May 24th 2012
Jeane Smith is seventeen and has turned her self-styled dorkiness into an art form, a lifestyle choice and a profitable website and consultancy business. She writes a style column for a Japanese teen magazine and came number seven in The Guardian's 30 People Under 30 Who Are Changing The World. And yet, in spite of the accolades, hundreds of Internet friendships and a cool boyfriend, she feels inexplicably lonely, a situation made infinitely worse when Michael Lee, the most mass-market, popular and predictably all-rounded boy at school tells Jeane of his suspicion that Jeane's boyfriend is secretly seeing his girlfriend. Michael and Jeane have NOTHING in common - she is cool and individual; he is the golden boy in an Abercrombie & Fitch T-shirt. So why can't she stop talking to him?
I am seriously in love with this book. It's been a while since I've read a book with a character whose voice is as distinct as Jeane's, and it kind of wasn't like a lot of contemps that I've read in the way that the romance happened in a weird way. Plus the dual narration between Jeane and Michael worked really well in favour of the story and I can't decide whose chapters I liked more.
Jeane was really interesting to read about, and I really did love her despite the fact that there were a lot of times where she needed a slap or for someone to shake her or something. I think that it was incredible all the things she'd done with her life and the whole Adorkable thing, and I liked how her relationship with Michael developed. She could be really disagreeable at times, and she could be a bit of a bitch because of how much she thought it was important to stand out from the crowd and to push people from 'the crowd' away, but there also were a lot of times where I could relate a lot and I thought that it was really great that we got to see her more vulnerable side too, and she made a really great emotional journey throughout the book. If you think you don't like her for the first half of the book, you will by the end, I guarantee.
Michael was also really, really cool, and I can't believe I didn't realise it was a dual perspective book! I liked getting to see the whole weird thing from his point of view, too. He was a lot more than Jeane first made him out to be, and I actually liked him a lot. I don't think I could've handled a whole book written from Jeane's perspective so it was nice to have something a bit more neutral, I guess? But he had a good voice too, and I liked getting to see what he thought of Jeane, which at first wasn't always good things. Plus I just really, really loved the way the romance developed and whatever they might've thought, they so work as a couple.
I also really liked the way it dealt with the internet aspect of the book. I love that more books are including social media and seeing tweets between characters always makes me happy.
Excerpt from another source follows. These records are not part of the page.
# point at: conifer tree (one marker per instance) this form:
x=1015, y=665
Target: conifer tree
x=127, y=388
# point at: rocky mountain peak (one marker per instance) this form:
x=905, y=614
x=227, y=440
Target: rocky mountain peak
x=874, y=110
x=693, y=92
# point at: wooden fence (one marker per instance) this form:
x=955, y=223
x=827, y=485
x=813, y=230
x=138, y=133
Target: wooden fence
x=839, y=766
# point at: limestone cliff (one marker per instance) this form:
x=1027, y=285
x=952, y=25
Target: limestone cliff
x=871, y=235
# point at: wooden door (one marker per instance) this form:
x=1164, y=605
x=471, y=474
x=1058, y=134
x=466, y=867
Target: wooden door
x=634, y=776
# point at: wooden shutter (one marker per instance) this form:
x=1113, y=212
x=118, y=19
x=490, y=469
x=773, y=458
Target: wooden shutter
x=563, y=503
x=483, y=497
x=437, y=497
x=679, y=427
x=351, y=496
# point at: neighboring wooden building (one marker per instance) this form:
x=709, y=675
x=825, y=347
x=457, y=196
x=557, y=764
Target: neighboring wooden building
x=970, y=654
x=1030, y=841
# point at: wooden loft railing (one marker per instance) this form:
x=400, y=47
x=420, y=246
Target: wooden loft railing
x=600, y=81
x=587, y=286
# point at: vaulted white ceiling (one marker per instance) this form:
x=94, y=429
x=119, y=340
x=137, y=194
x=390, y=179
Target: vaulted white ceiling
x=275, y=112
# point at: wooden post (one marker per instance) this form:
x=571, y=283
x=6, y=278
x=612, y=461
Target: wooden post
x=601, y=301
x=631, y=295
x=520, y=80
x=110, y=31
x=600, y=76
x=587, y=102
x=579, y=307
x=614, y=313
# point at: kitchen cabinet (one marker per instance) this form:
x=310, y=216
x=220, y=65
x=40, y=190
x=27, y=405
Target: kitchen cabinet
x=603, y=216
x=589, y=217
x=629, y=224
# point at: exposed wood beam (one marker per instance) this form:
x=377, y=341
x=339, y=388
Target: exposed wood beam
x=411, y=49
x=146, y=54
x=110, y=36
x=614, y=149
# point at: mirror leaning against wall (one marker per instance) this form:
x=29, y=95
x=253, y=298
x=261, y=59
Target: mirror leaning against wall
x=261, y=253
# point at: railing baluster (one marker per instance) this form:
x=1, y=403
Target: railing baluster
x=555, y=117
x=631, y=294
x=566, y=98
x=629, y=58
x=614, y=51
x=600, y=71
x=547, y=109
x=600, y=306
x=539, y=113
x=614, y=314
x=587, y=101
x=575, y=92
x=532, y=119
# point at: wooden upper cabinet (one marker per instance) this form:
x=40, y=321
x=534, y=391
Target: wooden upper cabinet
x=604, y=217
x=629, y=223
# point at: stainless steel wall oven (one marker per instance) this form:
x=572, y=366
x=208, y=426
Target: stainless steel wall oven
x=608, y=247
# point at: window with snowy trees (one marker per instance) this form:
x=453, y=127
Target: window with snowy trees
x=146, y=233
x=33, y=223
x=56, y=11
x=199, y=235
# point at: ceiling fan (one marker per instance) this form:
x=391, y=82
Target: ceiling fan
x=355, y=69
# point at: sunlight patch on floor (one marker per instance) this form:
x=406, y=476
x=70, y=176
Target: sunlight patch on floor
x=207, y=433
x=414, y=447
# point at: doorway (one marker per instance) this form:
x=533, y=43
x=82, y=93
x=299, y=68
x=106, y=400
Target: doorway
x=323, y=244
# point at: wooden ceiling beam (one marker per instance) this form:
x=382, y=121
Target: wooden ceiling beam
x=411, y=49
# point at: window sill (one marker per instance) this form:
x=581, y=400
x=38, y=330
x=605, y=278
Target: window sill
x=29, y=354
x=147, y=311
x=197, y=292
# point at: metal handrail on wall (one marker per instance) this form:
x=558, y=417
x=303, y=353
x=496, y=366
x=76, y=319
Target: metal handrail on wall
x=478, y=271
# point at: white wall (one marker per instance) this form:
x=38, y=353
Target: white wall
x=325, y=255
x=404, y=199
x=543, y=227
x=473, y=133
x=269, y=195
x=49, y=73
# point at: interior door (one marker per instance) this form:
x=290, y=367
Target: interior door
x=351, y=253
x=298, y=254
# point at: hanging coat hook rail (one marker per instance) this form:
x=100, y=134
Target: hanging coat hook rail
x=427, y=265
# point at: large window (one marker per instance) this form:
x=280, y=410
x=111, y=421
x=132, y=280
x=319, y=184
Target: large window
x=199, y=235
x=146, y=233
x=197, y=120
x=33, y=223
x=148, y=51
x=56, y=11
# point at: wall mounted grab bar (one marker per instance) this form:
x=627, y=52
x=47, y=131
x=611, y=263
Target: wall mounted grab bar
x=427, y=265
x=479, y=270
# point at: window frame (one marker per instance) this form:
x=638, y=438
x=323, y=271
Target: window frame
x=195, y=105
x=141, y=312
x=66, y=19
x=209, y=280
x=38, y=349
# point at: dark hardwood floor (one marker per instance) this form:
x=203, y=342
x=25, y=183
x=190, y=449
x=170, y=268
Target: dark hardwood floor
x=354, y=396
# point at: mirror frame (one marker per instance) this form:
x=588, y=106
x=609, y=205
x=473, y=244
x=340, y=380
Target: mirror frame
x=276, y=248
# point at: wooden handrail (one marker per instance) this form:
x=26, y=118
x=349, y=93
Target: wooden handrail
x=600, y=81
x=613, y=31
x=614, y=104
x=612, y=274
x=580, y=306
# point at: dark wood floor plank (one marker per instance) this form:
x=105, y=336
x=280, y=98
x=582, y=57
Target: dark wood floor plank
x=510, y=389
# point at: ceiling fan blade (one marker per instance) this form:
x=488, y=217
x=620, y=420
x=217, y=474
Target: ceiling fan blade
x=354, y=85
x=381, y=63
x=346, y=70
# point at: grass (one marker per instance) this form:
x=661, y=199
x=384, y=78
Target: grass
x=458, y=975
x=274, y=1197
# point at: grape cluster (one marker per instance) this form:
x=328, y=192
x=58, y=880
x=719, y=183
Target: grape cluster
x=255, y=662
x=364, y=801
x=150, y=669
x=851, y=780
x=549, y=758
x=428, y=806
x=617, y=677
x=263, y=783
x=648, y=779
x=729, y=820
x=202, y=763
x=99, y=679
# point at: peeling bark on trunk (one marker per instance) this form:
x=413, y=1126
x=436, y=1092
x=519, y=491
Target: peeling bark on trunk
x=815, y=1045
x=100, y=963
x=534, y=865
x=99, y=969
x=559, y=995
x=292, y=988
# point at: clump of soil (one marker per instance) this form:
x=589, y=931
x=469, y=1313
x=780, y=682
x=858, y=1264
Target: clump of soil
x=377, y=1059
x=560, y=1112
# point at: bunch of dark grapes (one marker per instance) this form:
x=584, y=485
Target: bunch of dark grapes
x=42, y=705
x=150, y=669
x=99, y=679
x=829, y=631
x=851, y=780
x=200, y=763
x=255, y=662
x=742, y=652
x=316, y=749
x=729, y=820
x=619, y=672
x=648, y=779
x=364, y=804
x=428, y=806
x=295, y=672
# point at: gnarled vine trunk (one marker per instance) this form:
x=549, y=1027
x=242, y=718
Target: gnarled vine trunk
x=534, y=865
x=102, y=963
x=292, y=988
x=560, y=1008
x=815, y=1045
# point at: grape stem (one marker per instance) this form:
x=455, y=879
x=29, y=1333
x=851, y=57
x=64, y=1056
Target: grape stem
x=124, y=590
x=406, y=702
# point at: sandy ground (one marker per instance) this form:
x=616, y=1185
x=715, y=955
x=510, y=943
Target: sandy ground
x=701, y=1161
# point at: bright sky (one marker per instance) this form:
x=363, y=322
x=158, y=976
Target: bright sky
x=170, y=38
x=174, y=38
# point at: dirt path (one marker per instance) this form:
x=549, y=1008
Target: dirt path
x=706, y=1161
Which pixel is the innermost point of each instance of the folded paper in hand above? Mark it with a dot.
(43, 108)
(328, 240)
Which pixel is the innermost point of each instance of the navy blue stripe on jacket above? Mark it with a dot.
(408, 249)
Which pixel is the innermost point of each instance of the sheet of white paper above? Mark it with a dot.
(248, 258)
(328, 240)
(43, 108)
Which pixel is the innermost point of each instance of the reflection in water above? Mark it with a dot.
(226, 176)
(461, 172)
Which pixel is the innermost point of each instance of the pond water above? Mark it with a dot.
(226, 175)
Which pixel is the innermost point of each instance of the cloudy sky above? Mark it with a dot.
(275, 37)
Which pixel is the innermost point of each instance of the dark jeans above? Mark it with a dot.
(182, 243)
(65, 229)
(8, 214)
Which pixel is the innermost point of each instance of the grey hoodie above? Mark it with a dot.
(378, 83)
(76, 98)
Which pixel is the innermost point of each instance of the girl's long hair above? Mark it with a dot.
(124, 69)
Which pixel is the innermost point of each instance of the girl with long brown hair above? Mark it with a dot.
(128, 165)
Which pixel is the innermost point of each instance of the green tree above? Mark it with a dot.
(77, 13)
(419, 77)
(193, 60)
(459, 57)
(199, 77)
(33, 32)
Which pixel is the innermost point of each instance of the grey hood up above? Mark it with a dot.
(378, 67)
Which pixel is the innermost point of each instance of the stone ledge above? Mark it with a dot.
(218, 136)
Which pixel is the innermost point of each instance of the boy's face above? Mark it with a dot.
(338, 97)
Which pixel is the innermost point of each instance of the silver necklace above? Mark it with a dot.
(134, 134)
Obviously, because of the whole Jeane being the head of a burgeoning media-dork-empire, there was a lot about Twitter and blogging in here, and the idea that people on the internet aren't always middle aged men, and that it is OK to find people on the internet who are like who because they probably aren't actually homicidal maniacs. I liked how it showed that the internet is a good place for making friends with people who are like you, who you can't find IRL, because that's exactly what happened to me. But I also liked how it showed that having read friends and family are just as important and you shouldn't shun the people closest to you because you already have friends on the internet. I liked how it showed you can have both, because I need both otherwise I'd have no sanity left! Or maybe I WOULD be actually sane! I can't think which is worse. (I'm not insane, just so you know.)
Also, and I just want to talk about this because I have to, the sex scene in this book is possible the most British thing I've ever read in my life. It's not exactly tasteful, fade-to-black, but I really admired the fact that yes teens have sex, and yes they know about sex, and we shouldn't always shy away from talking about sex with them. Also, ot was just kind of awkward and typically British feeling and I know I've already said that, but I felt to say it again. It's my blog and I do what I want ;p I enjoy books that are open about the fact that sex happens, but that don't, like, romanticise it all either. Not that that's a bad thing either, but sometimes reading about awkward sex is good too, and it seems to be something that British authors are really good at doing. Writing about, I mean! (Just an observation of British books I've read that involve sex and other books I've read that involve sex. Maybe it's a cultural thing. I think I'm done talking about sex now, I can practically feel myself blushing.) (Not that I have any right to talk about this kind of stuff either because I really don't know much about sex, because I'm still kind of in that Ewww-Gross-Sex stage of my life. I'm practically a ten year old.)
So, after the awkwardess paragraph ever, Adorkable is one of the best British contemps I've read, and I just really adored it! Or adorked it, though that doesn't sound quite as good. It is well and truly adorkable!